Previous Topic: OverviewNext Topic: How to Configure the Binary Text Extractor


How Does the Binary Text Extractor Work?

You configure the BTE to extract text from specific types of file. If CA DataMinder is unable to analyze a file using standard methods, it calls the BTE. If the BTE recognizes the file type, it extracts the text and passes it to a CA DataMinder policy engine or endpoint agent for analysis. CA DataMinder then applies policy to the file as normal.

A configuration file, BinaryTextorConfig.xml, specifies which file types the BTE can process. For each file type, the configuration file specifies the 'magic number' and the extracted text:

Magic Number

The magic number is a file signature (a text string or hexadecimal string) that identifies the file type that you want the BTE to support.

If the BTE detects that a file contains a magic number listed in BinaryTextorConfig.xml, the BTE proceeds to extract the text content.

Extracted Text

When you specify the text that you want the BTE to extract, you specify the encoding system, the character range, and the minimum string length. The BTE then extracts any text strings that match these requirements.
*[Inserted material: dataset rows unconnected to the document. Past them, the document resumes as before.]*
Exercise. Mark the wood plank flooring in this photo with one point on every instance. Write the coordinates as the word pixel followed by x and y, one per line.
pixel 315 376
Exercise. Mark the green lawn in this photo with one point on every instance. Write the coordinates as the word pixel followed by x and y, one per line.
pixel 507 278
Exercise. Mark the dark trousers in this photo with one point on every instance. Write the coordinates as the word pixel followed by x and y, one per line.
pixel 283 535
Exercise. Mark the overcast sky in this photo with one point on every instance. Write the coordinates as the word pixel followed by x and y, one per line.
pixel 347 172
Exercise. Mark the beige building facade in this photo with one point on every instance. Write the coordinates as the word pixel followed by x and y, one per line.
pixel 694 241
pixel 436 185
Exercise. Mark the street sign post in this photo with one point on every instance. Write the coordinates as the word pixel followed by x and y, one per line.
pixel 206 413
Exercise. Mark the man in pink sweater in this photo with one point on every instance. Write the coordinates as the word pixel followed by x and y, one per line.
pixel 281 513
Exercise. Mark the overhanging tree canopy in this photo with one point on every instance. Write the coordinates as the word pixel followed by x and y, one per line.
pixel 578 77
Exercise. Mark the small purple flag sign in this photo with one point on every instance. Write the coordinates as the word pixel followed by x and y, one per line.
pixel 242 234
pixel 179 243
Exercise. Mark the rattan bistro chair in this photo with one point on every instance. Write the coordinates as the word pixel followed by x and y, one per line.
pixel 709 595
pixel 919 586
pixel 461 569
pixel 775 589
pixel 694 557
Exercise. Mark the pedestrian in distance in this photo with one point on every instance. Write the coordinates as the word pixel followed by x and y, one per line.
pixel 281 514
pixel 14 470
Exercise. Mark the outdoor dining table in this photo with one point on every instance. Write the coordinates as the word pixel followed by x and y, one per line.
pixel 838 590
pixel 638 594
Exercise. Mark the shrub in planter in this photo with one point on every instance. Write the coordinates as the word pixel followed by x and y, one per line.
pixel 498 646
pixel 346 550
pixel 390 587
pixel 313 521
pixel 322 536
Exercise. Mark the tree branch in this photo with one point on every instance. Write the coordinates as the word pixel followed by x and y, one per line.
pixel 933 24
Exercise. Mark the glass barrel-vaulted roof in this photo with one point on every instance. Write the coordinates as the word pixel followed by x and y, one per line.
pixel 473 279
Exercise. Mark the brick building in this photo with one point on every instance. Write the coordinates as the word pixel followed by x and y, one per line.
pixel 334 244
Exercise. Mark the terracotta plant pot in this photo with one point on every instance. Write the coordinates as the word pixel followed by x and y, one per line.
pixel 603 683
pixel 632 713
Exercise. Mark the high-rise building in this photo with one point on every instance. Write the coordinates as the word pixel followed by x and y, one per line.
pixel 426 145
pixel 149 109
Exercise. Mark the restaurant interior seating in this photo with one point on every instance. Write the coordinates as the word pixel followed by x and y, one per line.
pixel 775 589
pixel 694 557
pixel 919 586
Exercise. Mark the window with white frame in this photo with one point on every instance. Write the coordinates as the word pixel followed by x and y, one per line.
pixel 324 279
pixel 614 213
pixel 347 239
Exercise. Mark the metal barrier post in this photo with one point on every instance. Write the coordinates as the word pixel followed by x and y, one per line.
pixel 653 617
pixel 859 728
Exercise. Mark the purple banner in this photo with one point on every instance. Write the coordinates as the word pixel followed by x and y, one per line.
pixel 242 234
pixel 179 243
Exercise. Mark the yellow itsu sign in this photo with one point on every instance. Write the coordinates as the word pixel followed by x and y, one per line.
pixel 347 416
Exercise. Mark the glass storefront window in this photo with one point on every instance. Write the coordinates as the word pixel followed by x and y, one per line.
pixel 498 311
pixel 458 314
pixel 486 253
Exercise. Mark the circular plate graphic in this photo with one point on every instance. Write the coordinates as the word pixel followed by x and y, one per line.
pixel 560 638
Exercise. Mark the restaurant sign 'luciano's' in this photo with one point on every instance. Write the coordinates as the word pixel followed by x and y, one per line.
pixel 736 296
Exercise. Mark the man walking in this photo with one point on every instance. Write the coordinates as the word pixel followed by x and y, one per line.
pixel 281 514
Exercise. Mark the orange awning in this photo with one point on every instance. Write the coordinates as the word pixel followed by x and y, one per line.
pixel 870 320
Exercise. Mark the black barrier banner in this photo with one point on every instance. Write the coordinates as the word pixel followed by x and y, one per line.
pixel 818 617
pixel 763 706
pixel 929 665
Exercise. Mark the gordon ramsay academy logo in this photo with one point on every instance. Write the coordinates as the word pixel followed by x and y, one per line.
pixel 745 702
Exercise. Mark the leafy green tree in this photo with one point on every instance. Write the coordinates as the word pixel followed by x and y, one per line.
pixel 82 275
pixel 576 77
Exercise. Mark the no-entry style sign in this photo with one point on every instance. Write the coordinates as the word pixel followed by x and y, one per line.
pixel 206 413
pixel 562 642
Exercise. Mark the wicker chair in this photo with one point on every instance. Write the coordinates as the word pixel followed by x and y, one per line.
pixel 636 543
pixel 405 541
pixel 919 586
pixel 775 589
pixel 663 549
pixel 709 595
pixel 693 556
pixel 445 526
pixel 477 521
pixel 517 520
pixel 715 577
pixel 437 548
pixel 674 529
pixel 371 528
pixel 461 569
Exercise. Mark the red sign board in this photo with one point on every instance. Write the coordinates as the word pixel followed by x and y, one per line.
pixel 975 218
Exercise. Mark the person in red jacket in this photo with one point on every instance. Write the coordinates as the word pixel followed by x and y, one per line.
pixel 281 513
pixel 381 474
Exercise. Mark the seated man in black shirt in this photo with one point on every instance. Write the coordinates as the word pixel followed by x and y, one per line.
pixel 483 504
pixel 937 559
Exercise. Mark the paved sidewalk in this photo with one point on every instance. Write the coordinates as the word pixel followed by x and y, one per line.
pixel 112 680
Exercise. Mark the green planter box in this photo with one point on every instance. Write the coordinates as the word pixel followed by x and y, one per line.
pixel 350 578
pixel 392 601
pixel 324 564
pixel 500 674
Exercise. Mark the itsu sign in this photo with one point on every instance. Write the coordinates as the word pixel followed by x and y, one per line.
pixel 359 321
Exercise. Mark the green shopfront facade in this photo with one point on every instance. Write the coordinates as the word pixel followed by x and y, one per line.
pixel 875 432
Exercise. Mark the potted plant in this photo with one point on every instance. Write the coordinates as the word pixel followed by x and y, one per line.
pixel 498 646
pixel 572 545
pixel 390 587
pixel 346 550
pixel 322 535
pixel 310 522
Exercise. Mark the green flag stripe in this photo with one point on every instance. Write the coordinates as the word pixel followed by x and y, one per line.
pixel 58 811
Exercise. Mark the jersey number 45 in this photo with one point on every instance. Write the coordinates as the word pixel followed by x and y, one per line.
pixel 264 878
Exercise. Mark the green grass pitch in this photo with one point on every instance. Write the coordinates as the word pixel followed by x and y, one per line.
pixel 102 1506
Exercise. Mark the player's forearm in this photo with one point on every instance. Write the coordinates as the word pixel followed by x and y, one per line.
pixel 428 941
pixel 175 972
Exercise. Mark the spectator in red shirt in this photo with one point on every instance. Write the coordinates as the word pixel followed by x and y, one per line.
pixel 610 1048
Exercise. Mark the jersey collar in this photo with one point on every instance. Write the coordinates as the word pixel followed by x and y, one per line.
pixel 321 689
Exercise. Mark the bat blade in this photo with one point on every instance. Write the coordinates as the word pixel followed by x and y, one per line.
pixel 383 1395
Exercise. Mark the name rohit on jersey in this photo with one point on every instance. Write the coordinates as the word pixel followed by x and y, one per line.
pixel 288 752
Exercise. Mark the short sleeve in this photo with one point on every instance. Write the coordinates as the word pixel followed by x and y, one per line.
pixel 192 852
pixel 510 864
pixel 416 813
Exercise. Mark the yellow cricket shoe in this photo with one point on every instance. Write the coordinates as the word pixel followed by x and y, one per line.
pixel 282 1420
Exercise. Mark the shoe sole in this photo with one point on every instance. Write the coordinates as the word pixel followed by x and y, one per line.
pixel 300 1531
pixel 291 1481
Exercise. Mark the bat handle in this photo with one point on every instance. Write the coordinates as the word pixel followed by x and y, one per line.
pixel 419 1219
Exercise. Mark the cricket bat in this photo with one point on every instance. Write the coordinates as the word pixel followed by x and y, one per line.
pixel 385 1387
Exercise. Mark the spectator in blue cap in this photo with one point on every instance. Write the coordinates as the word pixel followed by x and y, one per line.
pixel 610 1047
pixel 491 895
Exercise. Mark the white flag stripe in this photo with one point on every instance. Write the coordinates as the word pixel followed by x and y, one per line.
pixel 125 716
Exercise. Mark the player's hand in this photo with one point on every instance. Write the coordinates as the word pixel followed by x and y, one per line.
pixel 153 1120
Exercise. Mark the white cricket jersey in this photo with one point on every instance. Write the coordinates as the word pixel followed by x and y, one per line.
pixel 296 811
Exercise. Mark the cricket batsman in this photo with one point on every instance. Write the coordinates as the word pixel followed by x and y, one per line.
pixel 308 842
The encoding system defines how individual text characters are represented in the files that you want to analyze. The BTE supports ASCII, UTF-8, Little Endian UTF-16 (more commonly known as Unicode) and Big Endian UTF16.

The character set defines the range of characters that are eligible for extraction. You typically ignore non-printing characters (such as paragraph markers) and only extract printing characters.

The minimum string length defines the shortest word that you want the BTE to extract. For example, if you want CA DataMinder policies to detect files that contain the word 'Unipraxis', the BTE only needs to extract strings with a minimum length of 9 characters.